Osoby biorące udział w kibicowaniu podczas tego meczu to nie byli Polacy. Była to grupa bandytów i recydywistów ściągnięta przez Putina – taką opinię na temat kibiców Legii obecnych na wyjazdowym meczu z Metalistem Charków w Kijowie, wygłosiła Bianka Zalewska, dziennikarka TV Republika.
Podczas środowego spotkania polskiego zespołu w meczu Ligi Europy kibice stołecznej drużyny wywiesili w swoim sektorze flagę w biało-czerwonych barwach ze słowami „Wilno” i „Lwów”. Zalewska skomentowała to zdarzenie dla ukraińskiej stacji Espresso.tv.
99.9% Polaków nie podpisuje się pod tym, co stało się na meczu. Osoby biorące udział w kibicowaniu podczas tego meczu to nie byli Polacy. Była to grupa bandytów i recydywistów ściągnięta przez Putina. Jestem pewna, że połowa tych ludzi, którzy byli na meczu to nawet nie byli Polacy – stwierdziła Zalewska.
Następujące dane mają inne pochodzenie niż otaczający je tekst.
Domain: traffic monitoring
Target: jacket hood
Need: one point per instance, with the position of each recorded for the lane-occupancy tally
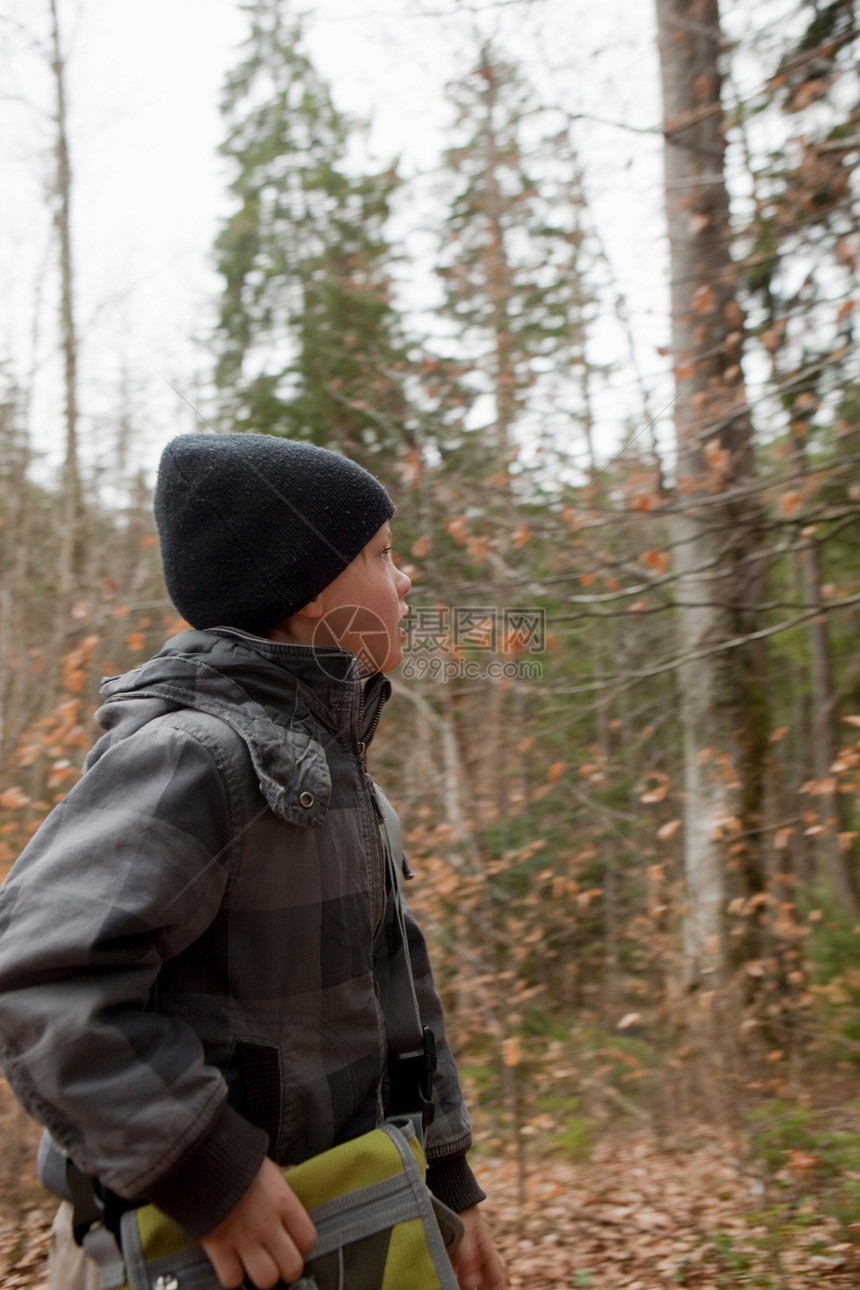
(286, 702)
Czytaj także: Boniek o fladze Legii w Kijowie: Historii nie da się oszukać
Ciężko powiedzieć dlaczego dziennikarka TV Republika przyznała sobie prawo wyrażania poglądów w imieniu kilkudziesięciu milionów Polaków. W całej sprawie bardzo istotny jest fakt, że wspomniana flaga nie pojawiła się po raz pierwszy w sektorze kibiców Legii. Dlatego też słowa dziennikarki jakoby „flaga została przekazana przed meczem w Kijowie przez propagandę rosyjską” należy traktować jako informację wyssaną z palca.
Podczas meczu z sektora kibiców polskiej drużyny słychać było okrzyk „ruska ku..a!”. Również w tym wypadku trudne jest zrozumienie jak, zdaniem pani Zalewskiej, takie słowa miałyby być wykrzykiwane przez „recydywistów ściągniętych przez Putina”.
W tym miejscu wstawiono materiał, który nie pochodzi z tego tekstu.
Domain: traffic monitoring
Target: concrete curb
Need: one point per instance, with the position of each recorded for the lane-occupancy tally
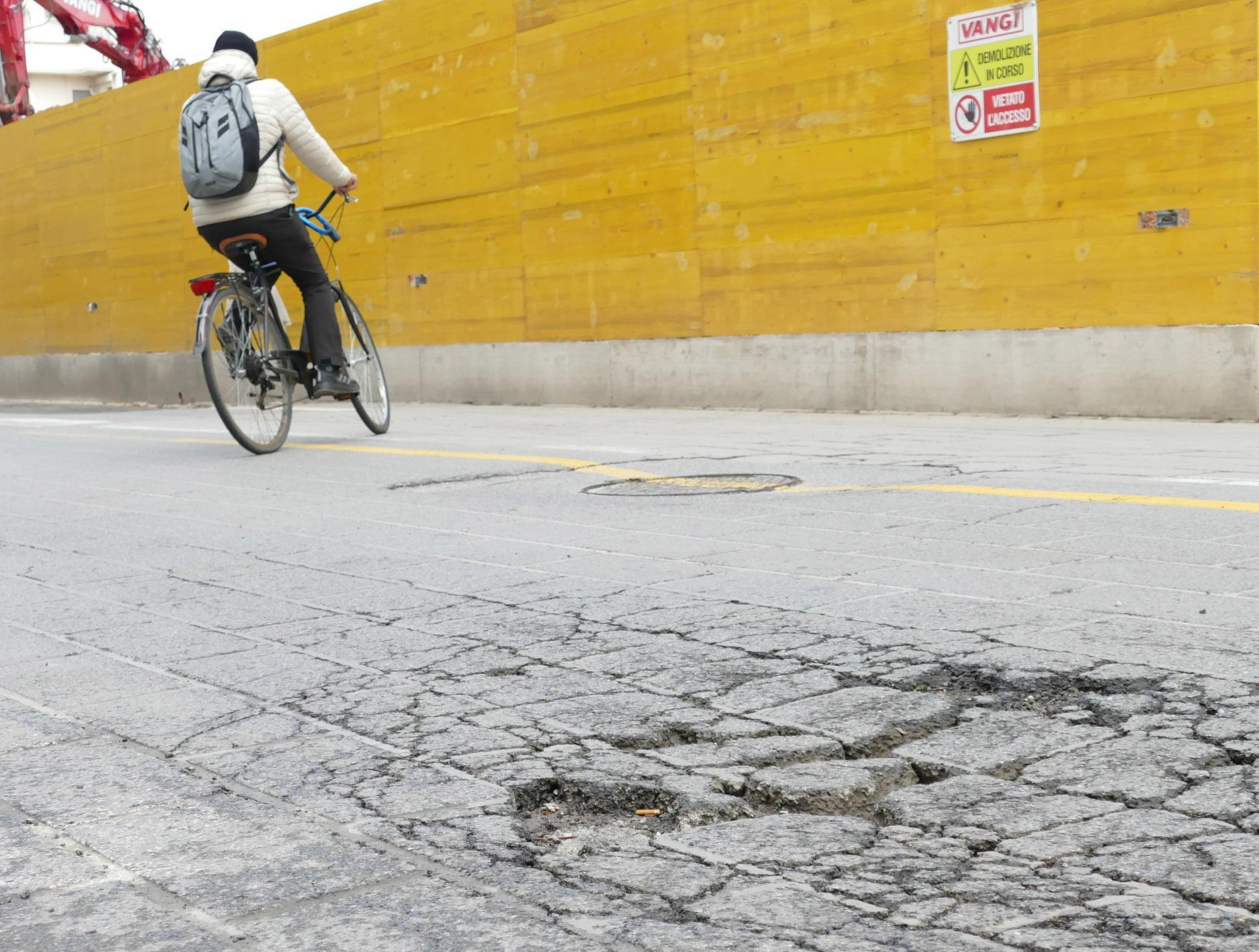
(1207, 373)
Środowe spotkanie pomiędzy Metalistem Charków i Legią Warszawa zakończyło się zwycięstwem polskiej drużyny. Mecz odbył się w Kijowie na stadionie Dynama. Jedyną bramkę zdobył Ondrej Duda. Po trzech kolejkach Legia prowadzi w rywalizacji grupowej z kompletem zwycięstw na koncie.